Ricky (Algérie): Propriétaire de Backpacker Samui Hostel à Koh Samui, Thaïlande

Son histoire

Je suis ingénieur chimiste de formation, j'ai obtenu mes diplômes en France. A la fin de mes études, j'ai travaillé un an pour Clarins puis je suis allé travailler pour L'Oréal aux Etats-Unis où j'ai également eu l'opportunité d'obtenir mon MBA. Après presque 13 ans aux États-Unis, j'ai quitté mon emploi et suis venu en Thaïlande en 2009.
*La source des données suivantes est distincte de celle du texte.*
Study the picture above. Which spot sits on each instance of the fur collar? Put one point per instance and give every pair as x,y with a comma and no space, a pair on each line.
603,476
Je voulais être mon propre patron. Surtout quand vous travaillez pour une entreprise de plus de 10000 employés, il y a eu ce moment où je me sentais juste comme un numéro, même si je sais que j'ai contribué à de grands projets qui valaient des millions et des millions, dans l'ensemble, je voulais juste dépendre de moi .

Son conseil

Maintenant, je vis le rêve de n'importe qui, je veux dire que je suis au paradis! Mais sérieusement, je suis une personne extravertie et j'ai toujours voulu plus de la vie que ce que je faisais. Surtout aux États-Unis, peu de mes collègues ou même mes amis ont eu la chance de voyager. Vous devez sortir, vous lever de votre canapé… vous devez découvrir le monde.